Agreed. Complexity constraints should be present in documentation whenever possile. This is just another thing that has been ignored in favor of more substantial updates. Sean
Nov 18 2005
parent reply Manfred Nowak <svv1999 hotmail.com> writes:
Sean Kelly wrote:

[...]
 So AA operations should be O(1). 

A clear maybe.
 Personally, I don't understand the choice of btrees over slists
 as it seems to expect that the hashing algorithm won't provide a
 good distribution.

The hash function walter uses is the adress of the element inserted, that is as fast as can be---and bad in terms of distribution over the table. But although the distribution is bad the probability is close to zero, that any bin contains more than 16 elements. Although the unbalanced binary tree Walter has choosen for the resolution of collisions is bad as hell in theory it performs very well under the constraints given.
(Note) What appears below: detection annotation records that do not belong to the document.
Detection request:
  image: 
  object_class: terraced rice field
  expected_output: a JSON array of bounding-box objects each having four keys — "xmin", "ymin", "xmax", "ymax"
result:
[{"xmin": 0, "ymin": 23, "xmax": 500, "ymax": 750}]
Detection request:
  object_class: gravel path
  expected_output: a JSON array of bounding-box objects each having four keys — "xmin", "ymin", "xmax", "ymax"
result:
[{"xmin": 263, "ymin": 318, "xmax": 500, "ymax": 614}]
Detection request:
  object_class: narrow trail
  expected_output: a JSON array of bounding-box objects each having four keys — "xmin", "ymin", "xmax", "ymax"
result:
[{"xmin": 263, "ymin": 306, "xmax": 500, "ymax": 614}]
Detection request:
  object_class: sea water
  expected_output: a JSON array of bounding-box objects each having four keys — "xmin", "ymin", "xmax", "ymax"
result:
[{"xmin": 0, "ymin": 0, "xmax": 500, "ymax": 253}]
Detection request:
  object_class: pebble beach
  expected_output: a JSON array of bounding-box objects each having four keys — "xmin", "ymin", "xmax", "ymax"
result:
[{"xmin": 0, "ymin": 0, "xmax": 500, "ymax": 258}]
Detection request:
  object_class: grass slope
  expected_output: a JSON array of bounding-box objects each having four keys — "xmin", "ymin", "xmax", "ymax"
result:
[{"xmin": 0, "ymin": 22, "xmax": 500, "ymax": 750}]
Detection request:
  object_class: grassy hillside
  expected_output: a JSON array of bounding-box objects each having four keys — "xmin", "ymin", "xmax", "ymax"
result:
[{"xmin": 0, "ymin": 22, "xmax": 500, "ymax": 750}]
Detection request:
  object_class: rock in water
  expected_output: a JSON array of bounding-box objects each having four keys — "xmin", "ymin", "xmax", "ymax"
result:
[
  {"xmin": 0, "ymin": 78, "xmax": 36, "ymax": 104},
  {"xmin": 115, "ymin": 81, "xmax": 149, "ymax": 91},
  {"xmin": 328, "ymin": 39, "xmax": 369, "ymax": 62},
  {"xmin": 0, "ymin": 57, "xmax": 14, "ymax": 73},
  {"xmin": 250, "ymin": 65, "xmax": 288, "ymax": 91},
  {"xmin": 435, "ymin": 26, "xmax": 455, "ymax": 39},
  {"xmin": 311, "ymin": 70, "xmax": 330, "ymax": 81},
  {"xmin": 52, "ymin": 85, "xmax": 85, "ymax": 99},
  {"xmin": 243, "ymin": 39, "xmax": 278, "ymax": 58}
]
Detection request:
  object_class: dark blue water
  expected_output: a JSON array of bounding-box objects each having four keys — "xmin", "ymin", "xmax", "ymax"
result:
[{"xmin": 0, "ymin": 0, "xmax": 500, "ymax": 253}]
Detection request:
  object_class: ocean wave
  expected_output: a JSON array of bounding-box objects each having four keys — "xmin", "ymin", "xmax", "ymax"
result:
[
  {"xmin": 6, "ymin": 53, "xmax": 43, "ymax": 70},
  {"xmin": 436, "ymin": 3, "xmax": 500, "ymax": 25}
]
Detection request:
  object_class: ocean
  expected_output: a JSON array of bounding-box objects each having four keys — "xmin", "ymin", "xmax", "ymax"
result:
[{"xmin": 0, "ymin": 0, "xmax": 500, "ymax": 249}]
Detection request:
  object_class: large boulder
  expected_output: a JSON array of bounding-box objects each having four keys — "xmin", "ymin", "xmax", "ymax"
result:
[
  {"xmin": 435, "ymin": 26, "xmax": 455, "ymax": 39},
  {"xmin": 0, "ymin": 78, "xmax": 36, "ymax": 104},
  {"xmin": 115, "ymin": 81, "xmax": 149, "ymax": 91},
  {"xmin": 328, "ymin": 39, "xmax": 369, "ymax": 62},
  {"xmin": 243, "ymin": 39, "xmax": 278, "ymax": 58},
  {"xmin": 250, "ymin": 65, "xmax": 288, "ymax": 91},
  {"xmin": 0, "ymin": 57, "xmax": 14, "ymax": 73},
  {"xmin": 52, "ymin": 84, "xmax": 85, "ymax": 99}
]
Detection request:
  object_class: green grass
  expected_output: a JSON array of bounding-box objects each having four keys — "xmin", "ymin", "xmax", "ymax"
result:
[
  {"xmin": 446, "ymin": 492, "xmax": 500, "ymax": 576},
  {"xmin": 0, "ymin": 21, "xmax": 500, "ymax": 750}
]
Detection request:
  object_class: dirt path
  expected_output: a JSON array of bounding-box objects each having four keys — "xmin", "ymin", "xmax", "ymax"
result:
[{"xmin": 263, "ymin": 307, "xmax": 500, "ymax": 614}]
Let a be the number of accesses to the n element in the AA and let r be the number of rehashes of the AA, then the runtime in total is O (a+r*n), the runtime for a single access is O(n) because an automatic rehash might occur, and the amortized runtime for a single access is O(1+r/ae), where ae is the minimal number of accesses to an element in the AA, of course ae>=1. Therefore the time bound for an access to an element in the AA is amortized O(1) if and only if the number of rehashes to the AA can be bound by a constant. -manfred
Nov 18 2005
next sibling parent reply Sean Kelly <sean f4.ca> writes:
Manfred Nowak wrote:
 Sean Kelly wrote:
 
 [...]
 So AA operations should be O(1). 

A clear maybe.

Oops, I forgot the "amortized."
 Therefore the time bound for an access to an element in the AA is 
 amortized O(1) if and only if the number of rehashes to the AA can be 
 bound by a constant.

The number of rehashes/reallocations/whatever in any amortized constant time algorithm tend to be a (slowly growing) function of N (which isn't a constant), so by that rationale they can't be amortized O(1). What am I missing here? Sean
Nov 18 2005
parent reply Sean Kelly <sean f4.ca> writes:
Sean Kelly wrote:
 
 The number of rehashes/reallocations/whatever in any amortized constant 
 time algorithm tend to be a (slowly growing) function of N (which isn't 
 a constant), so by that rationale they can't be amortized O(1).  What am 
 I missing here?

I take it back :p There is a constant bounding those functions. Should have given it some thought before posting. Sean
Nov 18 2005
next sibling parent reply Munchgreeble <Munchgreeble_member pathlink.com> writes:
In article <dlmhh2$2o35$1 digitaldaemon.com>, Sean Kelly says...
Sean Kelly wrote:
 
 The number of rehashes/reallocations/whatever in any amortized constant 
 time algorithm tend to be a (slowly growing) function of N (which isn't 
 a constant), so by that rationale they can't be amortized O(1).  What am 
 I missing here?

I take it back :p There is a constant bounding those functions. Should have given it some thought before posting. Sean

Hi, I could be missing something here, but complexity information gives you a an idea of how *scaleable* an implementation is, not how *fast* it is. It's not uncommon for lower order solutions to a problem to be really slow and higher order solutions to be very quick - it just depends how big N is. I might have a great O(1) time algorithm for some application, but maybe it takes four days to run. If you have an O(N^2) algorithm for the same thing that runs in lets say 10ms + 2ms * N^2, N is going to have to get pretty big before you decide to switch over to the O(1) implementation. That's why you mostly only see the first order term given. The only point in going into more detail is to let you know about corner cases - it might just be that your particular application is going to push the wrong buttons and not end up with the typical performance (e.g you might get O(N) instead of O(1)) - extra terms are not useful for comparing execution speeds between two algorithms. If raw runtime execution speed is what you're interested in, you're just going to have to profile the code and see what works fastest for your application/target platform. Take a look at this performance comparision for example, it demonstrates that even for hashmaps, the performance varies quite widely among implementations: http://www.tommti-systems.de/go.html?http://www.tommti-systems.de/main-Dateien/reviews/languages/benchmarks.html Clearly they're all O(1) algorithms, but surprisingly the C++ implementation is the slowest even though it has the potential to be fastest. Hope that's useful Cheers Munch
Nov 19 2005
next sibling parent Manfred Nowak <svv1999 hotmail.com> writes:
Munchgreeble wrote:
[...]
 If raw runtime execution speed is what you're interested in,
 you're just going to have to profile the code and see what works
 fastest for your application/target platform.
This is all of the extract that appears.